Ventress goes on to explain that several missions had yielded no results and they had lost much personnel. All the previous expeditions had been male only, so for no discernible reason I could fathom, the next suicide – sorry – expedition would be an all-female affair. Lena, military trained and a scientist to boot, decides to join the mission reasoning – poorly – that the answer to whatever is killing her husband is inside the mysterious Shimmer.
So, on a planet where a person can barely sneeze without it hitting the internet and satellites from every first world country orbit the planet, this Shimmer has been being investigated, for over a year, just by the Americans. A year in which it has expanded and they have kept feeding military bodies to it. Right. Onward.
Five intrepid ladies head into the Shimmer, besides Lena and the doctor, there is Tessa Thompson as the DNA specialising, anthropologist Josie Radek, Gina Rodriguez as the overtly gay Anya Thorensen and Tuva Novotny as Cass Sheppard. All have their scientific specialities, not that it matters much in the context of the film.
Only the good doctor knows Lena is related to Kane, the only person to have returned from the Shimmer.
Once inside the Shimmer, all sense of time and orientation is lost, the women cannot remember entering the Shimmer, nor can they recall how long they have been inside.
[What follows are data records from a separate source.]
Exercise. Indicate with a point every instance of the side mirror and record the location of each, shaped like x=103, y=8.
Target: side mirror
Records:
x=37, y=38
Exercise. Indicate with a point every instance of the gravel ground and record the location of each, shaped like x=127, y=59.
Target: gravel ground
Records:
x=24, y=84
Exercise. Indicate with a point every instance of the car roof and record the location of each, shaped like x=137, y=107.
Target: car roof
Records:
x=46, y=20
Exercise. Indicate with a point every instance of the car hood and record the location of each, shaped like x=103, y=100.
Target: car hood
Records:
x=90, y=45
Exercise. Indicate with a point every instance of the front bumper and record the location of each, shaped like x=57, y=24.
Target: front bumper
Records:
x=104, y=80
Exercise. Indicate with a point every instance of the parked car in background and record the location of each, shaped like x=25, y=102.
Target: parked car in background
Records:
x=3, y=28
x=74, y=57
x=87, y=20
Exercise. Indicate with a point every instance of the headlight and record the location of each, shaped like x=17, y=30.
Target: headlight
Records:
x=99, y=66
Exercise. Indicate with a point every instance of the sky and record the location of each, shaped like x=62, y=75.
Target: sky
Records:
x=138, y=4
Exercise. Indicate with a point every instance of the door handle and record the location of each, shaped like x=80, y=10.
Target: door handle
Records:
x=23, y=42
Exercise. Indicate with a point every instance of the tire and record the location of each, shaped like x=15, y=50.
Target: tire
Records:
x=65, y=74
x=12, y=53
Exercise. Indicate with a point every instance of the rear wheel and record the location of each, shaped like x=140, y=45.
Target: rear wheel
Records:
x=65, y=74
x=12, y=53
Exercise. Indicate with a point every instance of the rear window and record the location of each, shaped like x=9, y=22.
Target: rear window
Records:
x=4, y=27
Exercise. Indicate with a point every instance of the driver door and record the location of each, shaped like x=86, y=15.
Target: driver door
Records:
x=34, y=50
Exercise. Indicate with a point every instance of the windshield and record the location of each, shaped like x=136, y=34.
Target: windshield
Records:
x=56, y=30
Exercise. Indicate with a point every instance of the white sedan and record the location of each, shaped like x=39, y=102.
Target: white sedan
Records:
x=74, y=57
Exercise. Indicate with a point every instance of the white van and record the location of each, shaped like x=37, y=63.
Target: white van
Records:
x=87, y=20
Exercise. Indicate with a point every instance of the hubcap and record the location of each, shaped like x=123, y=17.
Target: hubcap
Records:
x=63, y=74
They trek on exploring the wondrous and lush landscape. On coming upon a semi-submerged houseboat, they proceed to investigate. One them gets attacked by something in the water. Obviously. After a frantic rescue, there is a brief showdown with the unidentified river/swamp beast. Lena shows her military prowess, emptying a clip into it. Bravo.
There is quite unbelievable science, gobbledygook and hapless exposition as they speak of DNA adaption and mutations. Unfortunately, such subject matter has been executed so much better in other films and television programmes.
There is madness, mutiny, abduction and death but it is not anything you would care about as none of the characters is particularly memorable or empathetic. I would give out a complete spoiler-laden review, but it would make very little difference in the context of the film, with its somewhat ambiguous premise petering out to a most unsatisfying conclusion.
None of this is the fault of the talent on show, who all try gamely with the material they are given, but with exposition kept to a bare minimum – usually a good thing – and explanations almost nonexistent, the story struggles to keep a viewer either engaged or caring.
Annihilation is almost too smart for its own good, with the questions it poses – why would you keep going in? How has no one in the world noticed there’s an expanding light bubble in North America? – not the ones it perhaps hoped for. Annihilation was released in theatres in the U. S. but in Europe, due to some distribution issues, was released on Netflix. As I said earlier, the visuals in the film are stunning so it is a pity – even with the advent of supersize televisions – that it could not find even a limited theatrical release in Europe, as its visual scope at least deserves a large screen.
Annihilation is not unwatchable, but it is disappointing and somewhat pretentious with a good film buried beneath the pretensions.